Below are examples of the invention's implementation.

Experimental samples of diamond crowns with a diameter of 32 mm with a cutting part made of composites reinforced with nanoparticles are manufactured. A carbon-containing additive in the form of graphite powder is introduced into the mixture of metal powders at the ratio of components specified in Table 1. The following grades of powders are used: chromium PKhO-1M, bronze BrO10, graphite OSCh 7-4.

The powder materials are subjected to mechanical activation in an AGO-2U planetary ball mill at a centrifugal acceleration of 15-20 g for 90-300 min. Then, diamonds of the AC 125 grade with a grain size of 400/315 μm (GOST 9206-80) are introduced into the powder materials. The cutting part of the crowns is formed by static pressing and sintered for 30-60 min at temperatures of 910-960°C. The specified temperatures are selected from the solidus-liquidus temperature range of bronze BrO10 [Orlov N.D., Chursin V.M. Foundryman's Handbook. Shaped casting from heavy non-ferrous metal alloys. Moscow: Mashinostroenie, 1971].

The structure of sintered composites is studied using scanning and transmission electron microscopy. The hardness of the metal matrix of the composites is determined according to Vickers.

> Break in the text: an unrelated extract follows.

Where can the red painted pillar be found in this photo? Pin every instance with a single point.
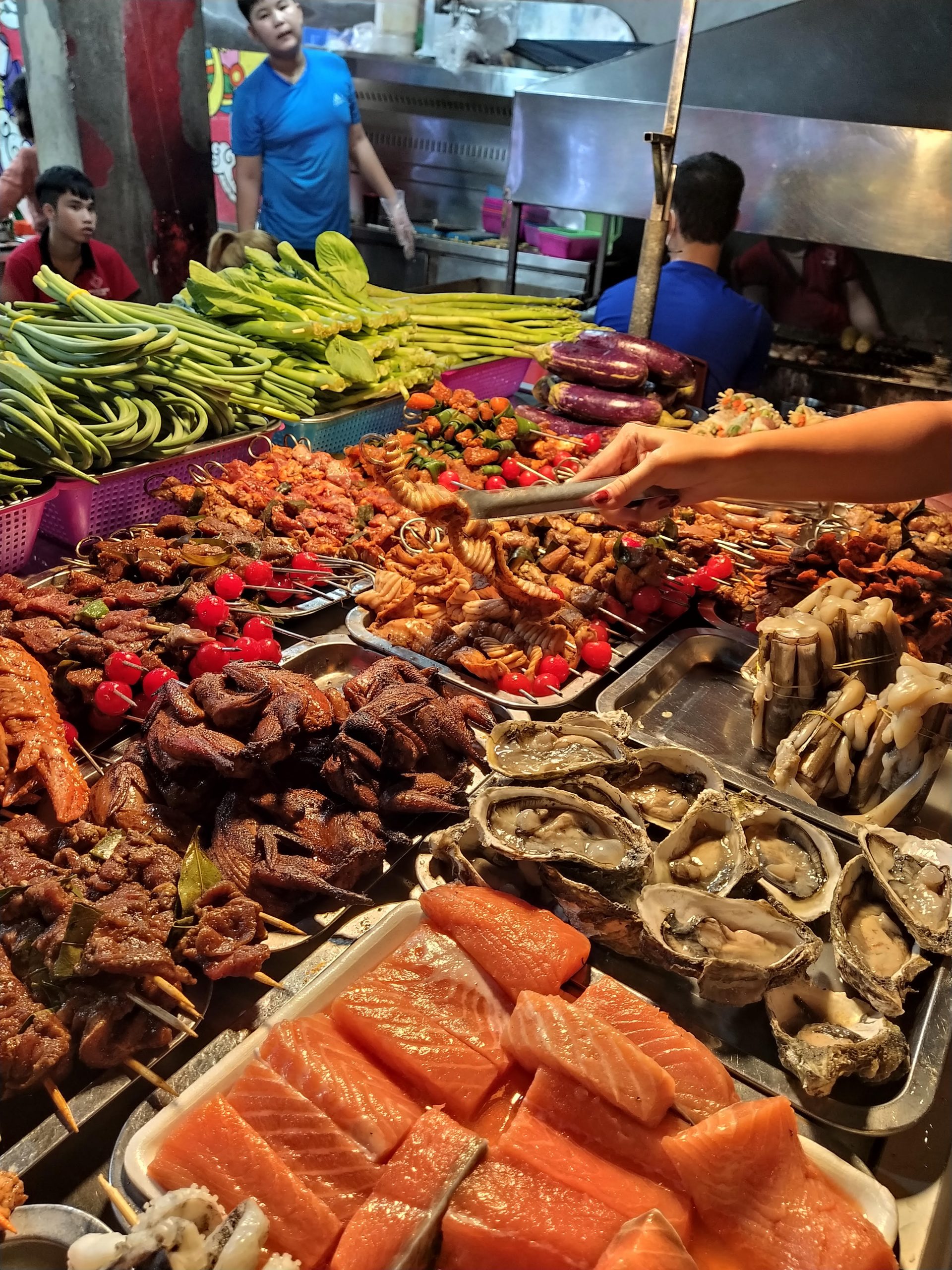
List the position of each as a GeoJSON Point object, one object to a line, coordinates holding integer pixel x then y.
{"type": "Point", "coordinates": [139, 76]}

Metallographic studies have established that chromium carbide nanoparticles are uniformly distributed in the structure of sintered composites. In this regard, there are no areas with reduced hardness in the metal matrix of the composites.

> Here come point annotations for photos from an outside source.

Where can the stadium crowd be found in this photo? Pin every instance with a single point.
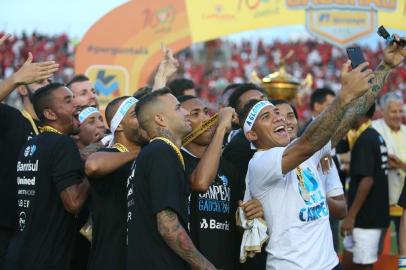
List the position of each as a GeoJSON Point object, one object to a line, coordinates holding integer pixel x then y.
{"type": "Point", "coordinates": [159, 182]}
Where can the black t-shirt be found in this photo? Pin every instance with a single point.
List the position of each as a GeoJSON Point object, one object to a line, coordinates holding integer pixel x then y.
{"type": "Point", "coordinates": [212, 214]}
{"type": "Point", "coordinates": [239, 153]}
{"type": "Point", "coordinates": [47, 165]}
{"type": "Point", "coordinates": [369, 159]}
{"type": "Point", "coordinates": [108, 209]}
{"type": "Point", "coordinates": [156, 182]}
{"type": "Point", "coordinates": [15, 131]}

The method for producing a diamond-metal composite according to example 1 is the least costly in terms of technological time and energy resources. Such a composite is intended for processing natural stone with low abrasive properties.

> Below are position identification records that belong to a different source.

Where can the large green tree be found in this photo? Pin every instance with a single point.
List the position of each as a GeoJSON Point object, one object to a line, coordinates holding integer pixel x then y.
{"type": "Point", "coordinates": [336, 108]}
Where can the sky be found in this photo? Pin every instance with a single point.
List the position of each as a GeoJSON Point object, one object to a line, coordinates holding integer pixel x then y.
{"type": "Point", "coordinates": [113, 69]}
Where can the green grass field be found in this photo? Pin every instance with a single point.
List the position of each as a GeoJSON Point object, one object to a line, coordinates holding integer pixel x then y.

The composition and mode of manufacturing the composite according to example 2 allows obtaining an intermediate material in cost and characteristics among the presented examples. The composite is intended for processing hard materials with medium abrasive properties.

The diamond-metal composite in example 3 is intended for processing “artificial granite” and natural granite with a high quartz content.

The cutting part made of the above composites is connected to the steel body of the crown. Comparative tests of diamond crowns are conducted when drilling holes in granite slabs. Wear resistance is assessed by measuring the wear of the cutting part of the crown when drilling holes, the total depth of which was 1 m. The test results are presented in Table 2.

Comparative tests have shown that diamond-metal composites manufactured by the proposed method have wear resistance increased by 1.3-1.5 times compared to the prototype.

Claims (3)

A method for producing nanostructured diamond-metal composites, including introducing a carbon-containing additive into a powder material and forming carbide nanoparticles in situ during sintering, characterized in that the powder material contains tin bronze powder, chromium powder, and graphite powder as a carbon-containing additive, taken in the following ratio, wt. %: tin bronze powder 70-90 chromium powder 9-27 graphite powder 1-3, wherein after mixing the powders, they are mechanically activated in a planetary ball mill at a centrifugal acceleration of 15-20 g for 90-300 minutes, after which diamonds are additionally introduced into the activated powder material in an amount of 6.25-37.5% by volume of the composite, blanks are formed from the powder material and subjected to liquid-phase sintering for 30-60 minutes, wherein the liquid-phase sintering temperature is selected from the solidus-liquidus temperature range of tin bronze.